Per molti anni, dopo che band come Limp Bizkit, Papa Roach e la loro progenie hanno putrefatto l’hard rock con un heavy metal zarro e lobotomizzato, solo qualche progetto avventuroso è riuscito ad avere successo giocando fuori dalle regole. I più recenti e sorprendenti sono i Ghost – un collettivo di metallari svedesi con il vizietto del macabro e del teatrale, che indossano costumi da film dell’orrore e suonano i loro strumenti come se il nu-metal non fosse mai avvenuto.
L’ultimo album dei Ghost, Prequelle, musicalmente ha più in comune con band hair metal come Motley Crue, acid rock come gli Iron Butterfly, e persino con Andrew Lloyd Webber, piuttosto che con qualsiasi cosa con cui i Five Finger Death Punch o Godsmack infestano le playlist. E nonostante questo, il loro potente singolo Rats ha inaspettatamente scalato le stesse classifiche rock di quelle band. I Ghost hanno vinto un Grammy con il loro scorso album, e di recente hanno annunciato concerti nelle arene di New York e Los Angeles, un’impresa impossibile sulla carta se pensiamo che il cantante e mente della band, Tobias Forge, si veste come un ecclesiastico non-morto (in precedenza era un Papa, ma ultimamente utilizza l’alias Cardinal Copia) e i suoi compagni sono “demoni senza nome” mascherati.
Sarebbe troppo facile pensare che l’appeal di un simile progetto risieda unicamente nel suo mistero, ma se i Ghost fossero solo immagine e zero sostanza difficilmente andrebbero oltre il fenomeno passeggero. Invece riempiono i loro live perché hanno trovato la media perfetta di un diagramma di Venn tra durezza del metal, autoreferenzialità artistoide e talento pop. Al loro esordio, nel 2010 con Opus Eponymous, si sono presentati come una versione più soft dei Mercyful Fate, una delle band preferite dei Metallica. Ma via via che abbracciavano la psichedelia e un approccio alla scrittura sempre più 60’s con i successivi Infestissumam del 2013 e Meliora del 2015, hanno sviluppato un sound inconfondibile che suona al tempo stesso nostalgico, fresco e unico. Ora, con Prequelle, esplorano le potenzialità di questa evoluzione.

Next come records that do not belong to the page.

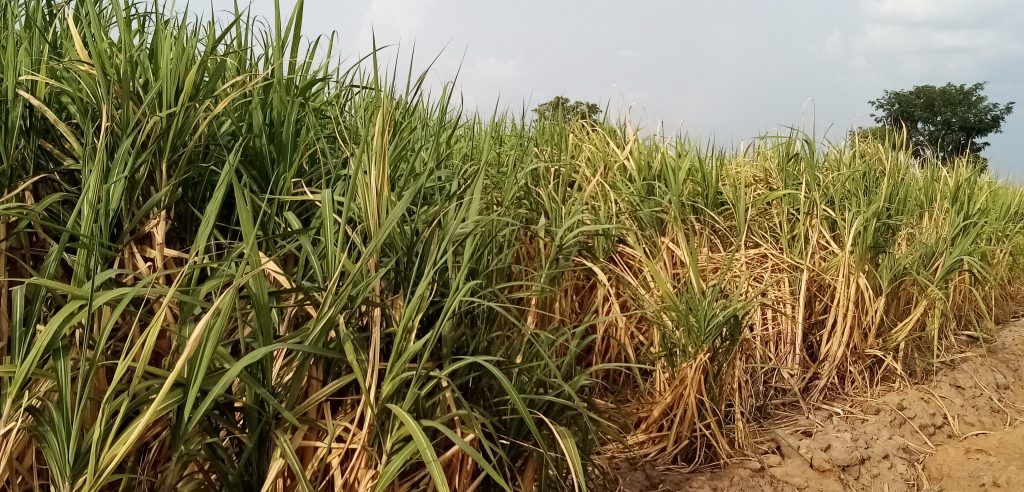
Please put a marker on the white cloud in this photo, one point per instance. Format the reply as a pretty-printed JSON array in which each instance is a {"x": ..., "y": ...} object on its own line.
[
  {"x": 482, "y": 79},
  {"x": 939, "y": 37},
  {"x": 391, "y": 22},
  {"x": 834, "y": 47}
]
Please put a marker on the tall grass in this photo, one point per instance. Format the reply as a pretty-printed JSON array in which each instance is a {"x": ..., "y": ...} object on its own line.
[{"x": 227, "y": 264}]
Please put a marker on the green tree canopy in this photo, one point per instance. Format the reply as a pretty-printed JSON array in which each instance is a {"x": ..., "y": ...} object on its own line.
[
  {"x": 561, "y": 108},
  {"x": 945, "y": 122}
]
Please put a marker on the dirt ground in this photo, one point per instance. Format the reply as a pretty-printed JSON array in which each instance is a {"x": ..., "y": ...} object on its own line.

Molte canzoni dell’album, tematicamente, hanno a che fare con i Secoli bui e la Peste Nera – una metafora che Forge applica anche ai malanni della società moderna – e richiedono una certa dose di sospensione dell’incredulità per apprezzare versi come “Every day that you fill me with hate, I grow stronger” in See the Light, oltre alla spudorata, onnipresente venerazione degli 80’s. Canzoni come Danse Macabre potrebbero facilmente fare da sfondo alla sequenza di un film di John Hughes. Ma la musica ha una maturità (e una leggerezza) molto più sofisticata delle porcherie sfornate dai loro avversari di classifica. I tocchi à la Broadway di canzoni come Pro Memoria (“Don’t you forget about dying” canta Forge, come uno stizzito Jack Skeletron) e See the Light dimostrano che le aspirazioni della band vanno oltre l’headbanging – anche se la ripugnanza dei loro personaggi da shock-rock probabilmente non permetterà ai Ghost di varcare il confine con il vero mainstream.
Al di là delle loro ambizioni, i Ghost dovranno accontentarsi di essere la novità più interessante dell’hard rock, almeno per il momento – una band con un coté intellettuale, in un campionato dove questo aspetto non è sempre la norma. La vera sfida per loro sarà andare avanti senza alienare gli ascoltatori con opere-rock troppo concettuali, né abbracciare il metal più dozzinale e perdere così la base prog. Ma, per il momento, gli Spiriti possono godersi questo meritato purgatorio commerciale.